Sita eksekusi dilakukan lantaran permohonan pembatan putusan BANI yang diajukan Nila 'kandas' alias ditolak oleh PN Jakarta Utara yang disidangkan hakim tunggal Maryono.
 
Dalam amar putusannya Maryono mengabulkan atau menerima eksepsi yang diajukan Termohon I (BANI) dan Termohon II (BAP Law Firm), yang register pada Nomor Perkara: 729/Pdt.Sus-Arbt/2024/PNJkt.Utr.
 
Dalam perkara ini, Nila Puspa Sidarta selaku Pemohon/dahulu Termohon I Arbitrase mengajukan Permohonan gugatan terhadap hasil putusan BANI. Putusan pada sidang Arbitrase sebelumnya, Nila Puspa Sidarta selaku Termohon I diputus untuk membayar jasa fee bantuan hukum pada BAP Law Firm. 
 
Bukannya menjalankan putusan Arbitrase, Nila Puspa Sidarta malah menggugat hasil putusan itu ke Pengadilan Negeri Jakarta Utara. 
 
Padahal, berdasarkan ketentuan Undang-undang Nomor 30 Tahun 1999 tentang Arbitrase dan penyelesaian sengketa menjelaskan putusan BANI bersifat final dan mengikat. 

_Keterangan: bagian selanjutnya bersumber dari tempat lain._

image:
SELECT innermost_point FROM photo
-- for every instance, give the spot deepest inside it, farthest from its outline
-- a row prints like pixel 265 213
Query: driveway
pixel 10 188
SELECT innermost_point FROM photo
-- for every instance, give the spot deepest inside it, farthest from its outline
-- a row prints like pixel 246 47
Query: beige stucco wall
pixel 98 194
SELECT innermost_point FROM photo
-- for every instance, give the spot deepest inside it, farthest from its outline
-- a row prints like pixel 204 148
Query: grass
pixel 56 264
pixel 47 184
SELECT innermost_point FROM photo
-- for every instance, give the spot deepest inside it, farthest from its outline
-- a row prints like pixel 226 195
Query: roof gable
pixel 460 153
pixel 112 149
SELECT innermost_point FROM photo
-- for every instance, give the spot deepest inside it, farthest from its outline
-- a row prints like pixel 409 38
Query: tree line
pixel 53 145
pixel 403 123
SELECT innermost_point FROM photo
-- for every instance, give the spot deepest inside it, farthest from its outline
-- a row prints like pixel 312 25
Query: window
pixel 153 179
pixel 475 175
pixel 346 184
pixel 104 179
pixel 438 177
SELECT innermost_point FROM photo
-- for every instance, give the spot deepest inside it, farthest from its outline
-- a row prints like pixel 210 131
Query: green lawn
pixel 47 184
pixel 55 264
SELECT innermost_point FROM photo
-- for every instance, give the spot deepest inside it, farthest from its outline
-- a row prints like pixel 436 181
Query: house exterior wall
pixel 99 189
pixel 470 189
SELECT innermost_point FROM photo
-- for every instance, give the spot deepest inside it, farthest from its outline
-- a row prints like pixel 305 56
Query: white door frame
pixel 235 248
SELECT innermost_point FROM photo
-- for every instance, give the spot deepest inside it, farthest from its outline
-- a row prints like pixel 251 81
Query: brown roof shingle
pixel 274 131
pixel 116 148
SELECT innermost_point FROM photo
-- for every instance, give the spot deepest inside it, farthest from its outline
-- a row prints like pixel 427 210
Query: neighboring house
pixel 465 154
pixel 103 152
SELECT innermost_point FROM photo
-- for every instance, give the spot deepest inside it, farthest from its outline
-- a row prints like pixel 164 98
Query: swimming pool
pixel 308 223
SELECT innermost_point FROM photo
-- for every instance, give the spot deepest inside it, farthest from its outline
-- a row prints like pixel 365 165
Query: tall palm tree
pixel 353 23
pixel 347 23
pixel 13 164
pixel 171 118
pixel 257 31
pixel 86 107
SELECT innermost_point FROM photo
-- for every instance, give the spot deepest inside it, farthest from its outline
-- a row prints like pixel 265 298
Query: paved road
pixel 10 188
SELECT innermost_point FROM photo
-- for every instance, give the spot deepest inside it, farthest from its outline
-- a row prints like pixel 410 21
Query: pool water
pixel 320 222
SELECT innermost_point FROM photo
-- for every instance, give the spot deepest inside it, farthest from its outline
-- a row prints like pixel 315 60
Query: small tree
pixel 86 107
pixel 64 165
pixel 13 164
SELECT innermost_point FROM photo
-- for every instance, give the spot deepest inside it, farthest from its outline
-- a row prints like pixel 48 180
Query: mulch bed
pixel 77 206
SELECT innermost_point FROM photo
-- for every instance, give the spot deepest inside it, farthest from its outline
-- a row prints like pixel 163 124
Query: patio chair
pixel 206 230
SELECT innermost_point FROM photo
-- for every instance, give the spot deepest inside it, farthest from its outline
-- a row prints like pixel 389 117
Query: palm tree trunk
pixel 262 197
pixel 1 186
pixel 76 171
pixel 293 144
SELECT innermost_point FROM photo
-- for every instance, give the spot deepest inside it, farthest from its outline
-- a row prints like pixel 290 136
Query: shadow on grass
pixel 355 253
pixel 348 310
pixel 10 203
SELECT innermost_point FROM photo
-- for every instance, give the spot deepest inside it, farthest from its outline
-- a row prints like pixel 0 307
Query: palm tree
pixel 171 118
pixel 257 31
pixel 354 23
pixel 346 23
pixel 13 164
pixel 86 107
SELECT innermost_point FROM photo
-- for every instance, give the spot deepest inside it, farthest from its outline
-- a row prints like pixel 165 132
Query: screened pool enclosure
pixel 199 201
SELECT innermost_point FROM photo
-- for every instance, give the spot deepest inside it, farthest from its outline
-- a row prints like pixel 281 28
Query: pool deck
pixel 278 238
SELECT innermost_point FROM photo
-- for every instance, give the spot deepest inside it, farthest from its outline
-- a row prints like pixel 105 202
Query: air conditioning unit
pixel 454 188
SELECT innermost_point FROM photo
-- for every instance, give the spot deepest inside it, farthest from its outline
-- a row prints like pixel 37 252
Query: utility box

"Arti final dan mengikat itu kan jelas, bahwa tidak ada upaya hukum lagi. Adapun mengikat dalam pengertian siapapun pihak harus tunduk pada putusan BANI," ujar Albert Frans Nova, SH, kuasa hukum Termohon II BAP Law Firm kepada awak media.
 
Albert menyayangkan ketidakpatuhan Nila Puspa Sidarta dalam kewajibannya memenuhi isi putusan Arbitrase. "Dia mencoba mengangkangi aturan hukum Arbitrase yang final dan mengikat lewat PN Jakarta Utara, ini kan nakal. Dia mencoba mencari-cari celah untuk menghindari kewajibannya sebagaimana isi putusan Arbitrase," sesal Albert.